IT’S INTERESTING THE SACRIFICES we’ll make for air travel. Fins are a good example.
On a trip a few years ago to the Maldives with just a 23kg baggage limit for the hold, I left my big current kickers behind. Effective as they are, the long rubber blades would have pushed me into the cascading costs of excess baggage.
Instead, I reached for a pair of vintage vented Jet-fins, ostensibly from my historical dive-gear collection. The short plastic blades are lightweight and take up little room and, in the swift currents among the Indian Ocean thilas and drop-offs, my calves got a serious workout.
As a rule, most of the fins reputed to be high-performers – the typical choice for pushing tekkies encumbered with stage-bottles and reccies with cameras dicing with high currents – tend to be heavy-bladed.
OMS (Ocean Management Systems) Reefstreams are fairly traditional-looking power fins. They feature a medium-length blade with flex panels, but pick them up and you’re immediately struck by how much lighter they are than many others. This is because of the use of thermoplastics rather than rubber to form the blade.
The blade does not have vents, which are designed to let water flow through easily on the weaker recovery kick and, allegedly, made those heavy, inflexible rubber-bladed fins of the 1960s much easier to use.
The Reefstream takes its cue from fin design of the late 1980s, more often favoured by recreational divers. The blade is built to flex and scoop the water, pumping it out behind you for propulsion on the downstroke and letting it flow easily off the blade on the upkick.
So, returning to the Maldives, how would the Reefstreams cope with those currents?
Appeared in DIVER August 2018
Well-enough is the answer. I don’t think they have the thrust of a heavier-bladed fin but, of course, that’s the compromise you expect to make if you want to travel light.
You can easily flutter-kick, frog-kick and move backwards, so the Reefstreams are perfectly manoeuvrable, one of my scoring criteria. Comfort is another. The Reefstreams’ heel-pocket and straps were entirely comfortable and secure under water, even when swimming very hard.
The straps are conventional, with swivel buckles you press to slacken and pull on the strap-end to tighten. A loop in the strap lets you hang your fins from your harness or thumb the strap on or off your foot.

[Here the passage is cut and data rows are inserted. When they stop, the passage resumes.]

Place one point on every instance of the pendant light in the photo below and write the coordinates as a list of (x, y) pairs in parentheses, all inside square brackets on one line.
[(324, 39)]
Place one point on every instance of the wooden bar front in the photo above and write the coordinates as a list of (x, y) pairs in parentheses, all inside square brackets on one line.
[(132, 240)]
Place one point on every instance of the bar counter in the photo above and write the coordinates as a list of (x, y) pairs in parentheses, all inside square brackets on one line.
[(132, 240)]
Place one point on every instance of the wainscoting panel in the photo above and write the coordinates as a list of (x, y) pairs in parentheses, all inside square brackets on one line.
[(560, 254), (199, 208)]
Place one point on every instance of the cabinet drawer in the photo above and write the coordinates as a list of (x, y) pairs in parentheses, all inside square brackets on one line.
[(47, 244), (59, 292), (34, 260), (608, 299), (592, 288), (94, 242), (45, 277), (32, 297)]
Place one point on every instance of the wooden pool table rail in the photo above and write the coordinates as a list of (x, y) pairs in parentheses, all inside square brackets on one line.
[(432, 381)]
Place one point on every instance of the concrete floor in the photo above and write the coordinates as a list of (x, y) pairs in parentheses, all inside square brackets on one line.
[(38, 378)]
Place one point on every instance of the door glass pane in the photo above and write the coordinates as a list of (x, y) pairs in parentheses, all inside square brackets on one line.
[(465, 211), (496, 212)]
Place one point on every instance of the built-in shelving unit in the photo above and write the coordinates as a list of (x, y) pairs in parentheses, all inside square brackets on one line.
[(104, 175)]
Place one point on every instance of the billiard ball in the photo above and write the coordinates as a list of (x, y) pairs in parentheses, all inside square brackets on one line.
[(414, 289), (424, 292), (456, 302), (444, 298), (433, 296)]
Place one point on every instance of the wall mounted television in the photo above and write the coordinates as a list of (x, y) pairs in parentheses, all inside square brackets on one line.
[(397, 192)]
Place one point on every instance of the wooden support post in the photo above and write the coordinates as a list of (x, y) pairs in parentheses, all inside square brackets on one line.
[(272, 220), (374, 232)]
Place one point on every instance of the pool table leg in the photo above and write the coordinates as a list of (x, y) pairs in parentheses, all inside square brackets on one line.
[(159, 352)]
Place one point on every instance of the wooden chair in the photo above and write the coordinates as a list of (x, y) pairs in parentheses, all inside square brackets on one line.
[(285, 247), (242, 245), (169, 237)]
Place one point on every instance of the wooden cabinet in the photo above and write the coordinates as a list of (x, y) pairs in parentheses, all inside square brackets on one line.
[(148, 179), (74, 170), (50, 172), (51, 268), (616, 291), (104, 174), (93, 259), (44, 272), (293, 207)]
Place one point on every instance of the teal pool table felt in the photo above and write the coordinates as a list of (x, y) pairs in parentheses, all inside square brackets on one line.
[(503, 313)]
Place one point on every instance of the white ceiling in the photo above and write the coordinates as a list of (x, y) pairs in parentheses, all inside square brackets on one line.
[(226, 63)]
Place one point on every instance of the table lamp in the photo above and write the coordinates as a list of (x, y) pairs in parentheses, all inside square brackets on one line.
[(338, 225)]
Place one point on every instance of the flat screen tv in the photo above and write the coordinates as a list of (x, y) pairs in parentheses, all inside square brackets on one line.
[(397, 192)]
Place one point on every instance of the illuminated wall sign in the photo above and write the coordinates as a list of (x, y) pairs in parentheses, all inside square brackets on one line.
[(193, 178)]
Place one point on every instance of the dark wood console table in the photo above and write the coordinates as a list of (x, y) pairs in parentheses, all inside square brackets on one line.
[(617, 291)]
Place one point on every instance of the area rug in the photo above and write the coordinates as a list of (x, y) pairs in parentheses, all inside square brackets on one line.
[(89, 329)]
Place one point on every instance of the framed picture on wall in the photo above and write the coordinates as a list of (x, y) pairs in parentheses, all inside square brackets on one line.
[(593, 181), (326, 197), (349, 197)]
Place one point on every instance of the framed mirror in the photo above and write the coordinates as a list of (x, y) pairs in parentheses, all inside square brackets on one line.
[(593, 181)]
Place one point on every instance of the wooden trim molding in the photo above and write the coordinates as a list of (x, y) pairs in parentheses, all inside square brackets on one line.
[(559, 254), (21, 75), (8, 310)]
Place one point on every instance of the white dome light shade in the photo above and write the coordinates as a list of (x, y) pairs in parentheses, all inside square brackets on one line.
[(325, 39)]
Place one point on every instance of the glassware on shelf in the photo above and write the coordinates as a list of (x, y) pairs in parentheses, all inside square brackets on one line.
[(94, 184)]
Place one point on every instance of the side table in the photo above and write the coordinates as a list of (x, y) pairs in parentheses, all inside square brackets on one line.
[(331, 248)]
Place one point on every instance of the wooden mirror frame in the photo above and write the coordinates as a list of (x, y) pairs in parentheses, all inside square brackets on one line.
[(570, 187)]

Diving in current and choppy seas makes you want to reboard your boat as quickly as possible – in common, unfortunately, with everyone else. Fins that are hard to remove can leave you swinging on the ladder while a disgruntled crowd builds up behind you.
I found the Reefstreams dead easy to take off one-handed. There’s also a squeeze-release built into the buckle (easily usable with thick gloves), though I never needed to disconnect it to remove a fin. But it does mean that if you carry a spare strap with the male buckle parts, you can be ready to go again in seconds should a strap snap as you don your fin.

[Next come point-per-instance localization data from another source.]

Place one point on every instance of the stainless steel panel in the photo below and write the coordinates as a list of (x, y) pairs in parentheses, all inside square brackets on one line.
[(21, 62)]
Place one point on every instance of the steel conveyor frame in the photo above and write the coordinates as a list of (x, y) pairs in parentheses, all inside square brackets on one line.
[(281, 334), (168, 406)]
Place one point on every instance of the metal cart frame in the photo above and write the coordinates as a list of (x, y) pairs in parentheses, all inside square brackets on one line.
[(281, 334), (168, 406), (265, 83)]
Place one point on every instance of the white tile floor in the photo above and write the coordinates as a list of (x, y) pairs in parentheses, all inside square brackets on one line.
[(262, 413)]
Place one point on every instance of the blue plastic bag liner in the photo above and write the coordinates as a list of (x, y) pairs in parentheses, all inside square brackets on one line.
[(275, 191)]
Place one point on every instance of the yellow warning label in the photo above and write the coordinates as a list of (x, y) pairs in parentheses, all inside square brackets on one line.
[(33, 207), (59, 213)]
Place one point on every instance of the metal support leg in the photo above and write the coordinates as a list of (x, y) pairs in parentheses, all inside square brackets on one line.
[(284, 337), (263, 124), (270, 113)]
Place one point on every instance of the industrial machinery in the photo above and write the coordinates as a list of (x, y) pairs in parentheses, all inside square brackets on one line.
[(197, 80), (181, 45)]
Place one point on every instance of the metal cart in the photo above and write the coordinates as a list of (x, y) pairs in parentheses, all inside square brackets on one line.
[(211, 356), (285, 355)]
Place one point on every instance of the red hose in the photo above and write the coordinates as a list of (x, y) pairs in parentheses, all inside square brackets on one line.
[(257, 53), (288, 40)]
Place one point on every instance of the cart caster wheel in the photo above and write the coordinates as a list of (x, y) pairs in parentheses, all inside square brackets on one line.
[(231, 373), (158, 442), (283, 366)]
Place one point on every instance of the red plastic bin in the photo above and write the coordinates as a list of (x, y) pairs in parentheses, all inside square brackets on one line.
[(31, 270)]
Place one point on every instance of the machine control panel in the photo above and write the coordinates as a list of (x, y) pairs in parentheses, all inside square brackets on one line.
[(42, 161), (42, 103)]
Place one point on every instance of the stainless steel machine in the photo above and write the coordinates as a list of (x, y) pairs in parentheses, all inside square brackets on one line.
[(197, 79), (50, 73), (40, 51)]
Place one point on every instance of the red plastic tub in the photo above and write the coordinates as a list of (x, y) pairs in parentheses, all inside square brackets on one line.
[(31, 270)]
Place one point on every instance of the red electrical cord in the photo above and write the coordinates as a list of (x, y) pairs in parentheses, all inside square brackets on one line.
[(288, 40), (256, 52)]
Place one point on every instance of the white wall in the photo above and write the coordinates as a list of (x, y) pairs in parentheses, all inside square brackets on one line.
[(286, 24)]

OMS offers only two models of fin – the other is a much more expensive vented item – and most manufacturers would regard the Reefstream as middle of the range.
It wouldn’t be my first choice if weight and cost were no object but, seen in the context of a medium-priced and lightweight fin, the Reefstream delivers excellent manoeuvrability and comfort, even if it lacks the thrust of costlier, heavier models.